Authors: Kelly Street [aut, cre], F. William Townes [aut, cph], Davide Risso [aut], Stephanie Hicks [aut]
Maintainer: Kelly Street <[email protected]>
License: Artistic-2.0
Version: 1.17.0
Built: 2024-07-17 11:40:04 UTC
Source: https://github.com/bioc/scry

Help Index


Feature selection by approximate multinomial deviance

Description

Computes a deviance statistic for each row feature (such as a gene) for count data based on a multinomial null model that assumes each feature has a constant rate.
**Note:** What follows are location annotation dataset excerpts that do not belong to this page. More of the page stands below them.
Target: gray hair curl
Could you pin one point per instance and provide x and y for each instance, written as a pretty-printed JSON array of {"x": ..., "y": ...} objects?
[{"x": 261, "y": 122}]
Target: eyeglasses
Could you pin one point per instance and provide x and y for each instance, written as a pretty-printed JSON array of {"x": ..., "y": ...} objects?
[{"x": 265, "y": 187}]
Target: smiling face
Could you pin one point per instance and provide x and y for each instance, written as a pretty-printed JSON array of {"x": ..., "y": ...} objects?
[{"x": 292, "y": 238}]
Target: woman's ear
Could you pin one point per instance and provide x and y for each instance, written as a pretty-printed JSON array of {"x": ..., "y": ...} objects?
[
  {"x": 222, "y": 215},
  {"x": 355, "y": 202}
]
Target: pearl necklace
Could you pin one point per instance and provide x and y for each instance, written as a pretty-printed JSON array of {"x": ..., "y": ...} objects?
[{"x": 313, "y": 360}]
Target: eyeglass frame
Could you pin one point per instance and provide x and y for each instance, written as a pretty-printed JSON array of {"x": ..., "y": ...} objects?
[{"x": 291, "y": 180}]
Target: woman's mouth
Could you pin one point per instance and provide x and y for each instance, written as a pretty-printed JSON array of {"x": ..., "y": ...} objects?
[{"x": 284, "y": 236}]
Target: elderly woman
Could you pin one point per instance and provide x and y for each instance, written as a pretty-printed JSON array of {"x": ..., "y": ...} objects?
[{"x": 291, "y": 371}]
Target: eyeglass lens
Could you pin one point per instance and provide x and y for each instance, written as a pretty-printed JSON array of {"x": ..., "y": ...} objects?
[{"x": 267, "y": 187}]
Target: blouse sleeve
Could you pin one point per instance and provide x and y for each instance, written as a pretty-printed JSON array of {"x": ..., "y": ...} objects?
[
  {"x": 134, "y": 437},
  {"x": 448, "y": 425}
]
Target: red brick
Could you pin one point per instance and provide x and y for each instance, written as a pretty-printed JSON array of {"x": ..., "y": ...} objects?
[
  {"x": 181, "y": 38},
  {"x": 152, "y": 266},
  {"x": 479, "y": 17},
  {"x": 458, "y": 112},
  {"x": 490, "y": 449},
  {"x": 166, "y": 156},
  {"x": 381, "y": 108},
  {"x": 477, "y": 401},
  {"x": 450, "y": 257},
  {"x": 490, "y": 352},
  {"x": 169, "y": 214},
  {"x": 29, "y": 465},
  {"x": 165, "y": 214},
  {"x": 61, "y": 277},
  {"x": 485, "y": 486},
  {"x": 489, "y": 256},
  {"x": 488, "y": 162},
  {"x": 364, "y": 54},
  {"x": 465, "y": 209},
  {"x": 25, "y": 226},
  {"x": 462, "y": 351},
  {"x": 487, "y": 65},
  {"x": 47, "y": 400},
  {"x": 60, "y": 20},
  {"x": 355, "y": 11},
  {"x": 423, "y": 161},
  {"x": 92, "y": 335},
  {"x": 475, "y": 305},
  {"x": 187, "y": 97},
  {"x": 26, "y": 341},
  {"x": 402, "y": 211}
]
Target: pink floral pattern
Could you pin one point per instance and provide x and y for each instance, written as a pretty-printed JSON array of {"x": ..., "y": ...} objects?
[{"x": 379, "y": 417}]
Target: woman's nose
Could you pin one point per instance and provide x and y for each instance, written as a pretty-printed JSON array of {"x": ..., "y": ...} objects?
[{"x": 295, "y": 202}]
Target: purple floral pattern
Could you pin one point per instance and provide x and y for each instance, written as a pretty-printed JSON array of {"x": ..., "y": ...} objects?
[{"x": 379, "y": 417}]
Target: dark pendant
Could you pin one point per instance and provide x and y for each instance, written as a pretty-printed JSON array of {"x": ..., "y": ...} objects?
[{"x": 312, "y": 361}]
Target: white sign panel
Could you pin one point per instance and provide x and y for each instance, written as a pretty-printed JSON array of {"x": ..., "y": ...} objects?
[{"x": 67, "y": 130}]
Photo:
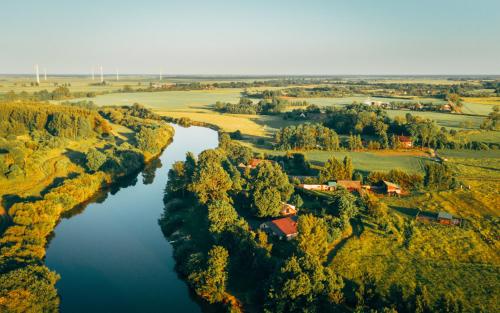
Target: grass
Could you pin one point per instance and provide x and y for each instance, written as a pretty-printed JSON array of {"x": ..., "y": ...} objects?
[
  {"x": 45, "y": 167},
  {"x": 461, "y": 260},
  {"x": 171, "y": 100},
  {"x": 454, "y": 263}
]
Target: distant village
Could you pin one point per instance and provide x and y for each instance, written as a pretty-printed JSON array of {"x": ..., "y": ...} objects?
[{"x": 285, "y": 227}]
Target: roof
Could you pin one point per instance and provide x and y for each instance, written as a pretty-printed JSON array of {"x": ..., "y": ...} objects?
[
  {"x": 254, "y": 162},
  {"x": 354, "y": 184},
  {"x": 389, "y": 184},
  {"x": 287, "y": 205},
  {"x": 445, "y": 215},
  {"x": 286, "y": 225},
  {"x": 404, "y": 139}
]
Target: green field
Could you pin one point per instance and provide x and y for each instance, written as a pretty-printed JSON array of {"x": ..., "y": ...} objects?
[{"x": 171, "y": 100}]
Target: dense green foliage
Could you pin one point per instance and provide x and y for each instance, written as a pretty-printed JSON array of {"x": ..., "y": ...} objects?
[
  {"x": 29, "y": 131},
  {"x": 29, "y": 289},
  {"x": 270, "y": 187},
  {"x": 62, "y": 121},
  {"x": 210, "y": 283}
]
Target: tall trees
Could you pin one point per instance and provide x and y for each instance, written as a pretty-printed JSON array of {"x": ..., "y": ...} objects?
[
  {"x": 210, "y": 282},
  {"x": 221, "y": 216},
  {"x": 312, "y": 238},
  {"x": 210, "y": 180},
  {"x": 270, "y": 186},
  {"x": 303, "y": 281},
  {"x": 94, "y": 159}
]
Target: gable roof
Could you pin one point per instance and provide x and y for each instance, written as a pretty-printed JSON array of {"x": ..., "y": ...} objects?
[
  {"x": 389, "y": 184},
  {"x": 353, "y": 184},
  {"x": 287, "y": 225},
  {"x": 404, "y": 139},
  {"x": 445, "y": 215},
  {"x": 254, "y": 162}
]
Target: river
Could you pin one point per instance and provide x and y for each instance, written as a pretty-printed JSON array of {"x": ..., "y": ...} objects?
[{"x": 111, "y": 253}]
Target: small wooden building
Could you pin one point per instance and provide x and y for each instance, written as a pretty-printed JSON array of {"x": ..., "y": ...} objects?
[
  {"x": 351, "y": 185},
  {"x": 442, "y": 217},
  {"x": 251, "y": 164},
  {"x": 284, "y": 228},
  {"x": 287, "y": 209},
  {"x": 405, "y": 142},
  {"x": 317, "y": 187}
]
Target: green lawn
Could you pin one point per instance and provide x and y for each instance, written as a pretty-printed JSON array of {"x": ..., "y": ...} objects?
[{"x": 171, "y": 100}]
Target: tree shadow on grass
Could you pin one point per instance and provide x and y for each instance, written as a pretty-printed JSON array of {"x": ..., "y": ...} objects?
[{"x": 410, "y": 212}]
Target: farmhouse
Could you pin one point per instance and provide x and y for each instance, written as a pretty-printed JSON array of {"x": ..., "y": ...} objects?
[
  {"x": 351, "y": 185},
  {"x": 287, "y": 209},
  {"x": 405, "y": 141},
  {"x": 251, "y": 164},
  {"x": 443, "y": 218},
  {"x": 446, "y": 108},
  {"x": 284, "y": 228},
  {"x": 391, "y": 188},
  {"x": 317, "y": 187}
]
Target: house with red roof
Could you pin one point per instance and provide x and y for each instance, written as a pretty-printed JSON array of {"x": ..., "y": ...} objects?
[
  {"x": 351, "y": 185},
  {"x": 251, "y": 164},
  {"x": 405, "y": 141},
  {"x": 284, "y": 228}
]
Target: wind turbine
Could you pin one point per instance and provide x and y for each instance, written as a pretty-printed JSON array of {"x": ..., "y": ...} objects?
[{"x": 37, "y": 74}]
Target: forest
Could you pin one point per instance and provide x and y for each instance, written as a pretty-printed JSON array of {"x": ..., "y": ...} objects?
[
  {"x": 31, "y": 130},
  {"x": 210, "y": 201}
]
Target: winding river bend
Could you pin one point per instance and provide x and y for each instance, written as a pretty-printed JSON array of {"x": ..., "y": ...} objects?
[{"x": 111, "y": 253}]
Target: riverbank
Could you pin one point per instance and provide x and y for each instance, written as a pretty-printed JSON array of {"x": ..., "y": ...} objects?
[
  {"x": 25, "y": 281},
  {"x": 125, "y": 263}
]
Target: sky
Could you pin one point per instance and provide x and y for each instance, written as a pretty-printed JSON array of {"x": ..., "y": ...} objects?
[{"x": 253, "y": 37}]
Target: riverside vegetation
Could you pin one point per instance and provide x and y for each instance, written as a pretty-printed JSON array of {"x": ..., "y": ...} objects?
[{"x": 85, "y": 149}]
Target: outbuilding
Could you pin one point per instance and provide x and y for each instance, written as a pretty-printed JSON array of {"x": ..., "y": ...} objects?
[{"x": 284, "y": 228}]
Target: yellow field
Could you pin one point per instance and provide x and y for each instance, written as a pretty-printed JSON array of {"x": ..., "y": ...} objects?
[{"x": 483, "y": 100}]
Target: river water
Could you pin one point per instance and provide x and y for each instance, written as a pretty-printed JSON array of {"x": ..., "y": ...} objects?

Features with large deviance are likely to be informative. Uninformative, low deviance features can be discarded to speed up downstream analyses and reduce memory footprint.

Usage

devianceFeatureSelection(object, ...)

## S4 method for signature 'SummarizedExperiment'
devianceFeatureSelection(
  object,
  assay = "counts",
  fam = c("binomial", "poisson"),
  batch = NULL,
  nkeep = NULL,
  sorted = FALSE
)

## S4 method for signature 'matrix'
devianceFeatureSelection(object, fam = c("binomial", "poisson"), batch = NULL)

## S4 method for signature 'Matrix'
devianceFeatureSelection(object, fam = c("binomial", "poisson"), batch = NULL)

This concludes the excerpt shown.